Partners and collaboration (including CASE):
Environmental Sustainability Associates Limited MURA Technology
Further information on partners and collaboration (including CASE):
This PhD project benefits from supervision by two internationally leading research groups at the University of Warwick including, Warwick Water Group and the Centre for Predictive Modelling at the School of Engineering. The research team of this project are internationally recognized for their research into the plastic waste impacts on the environment and simulation of nanoscale materials. Besides the standard NERC PhD funding, the project is supported by UKRI Future Leaders Fellowship number MR/S015329/2, and the ‘Garbage In, Value Out’ project funded by the UK Foreign and Commonwealth Development Office.
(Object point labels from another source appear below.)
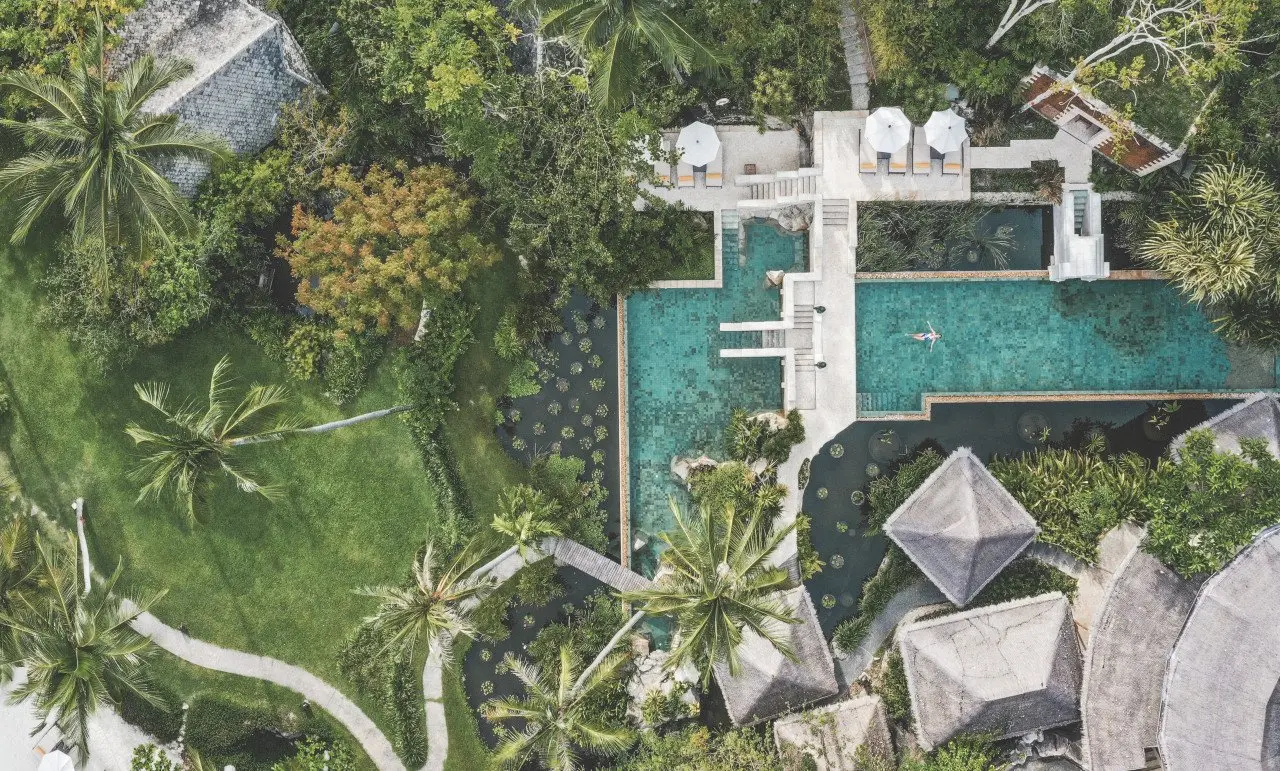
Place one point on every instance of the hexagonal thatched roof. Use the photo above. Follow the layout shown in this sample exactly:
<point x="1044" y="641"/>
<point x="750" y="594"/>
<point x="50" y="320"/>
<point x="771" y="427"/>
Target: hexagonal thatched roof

The Student will have the opportunity of working closely with the research end-user and industrial collaborators. Furthermore, there will be internship and placement opportunity for the student at the Environmental Sustainability Associates Limited and MURA Technology to engage with a range of related projects in plastic waste management, plastic recycling technologies and challenges, communication and public understanding of science and plastic pollution risk management.
Year 1: Basic research skill training; literature review and familiarisation with atomistic simulation methods and analysis techniques and development of computational methodology for simulation of formation of nanographene from plastic polymers
Year 2: Comprehensive numerical modelling of flash graphene formation for a range of plastic polymers. Investigating the impacts of particle density, size and shape on the efficiency of nanographene formation.
Year 3: Detailed analyses of numerical data to identify the classes of plastic polymers that can be converted to nanographene with high recycling efficiency. Writing the thesis will take place during the final year.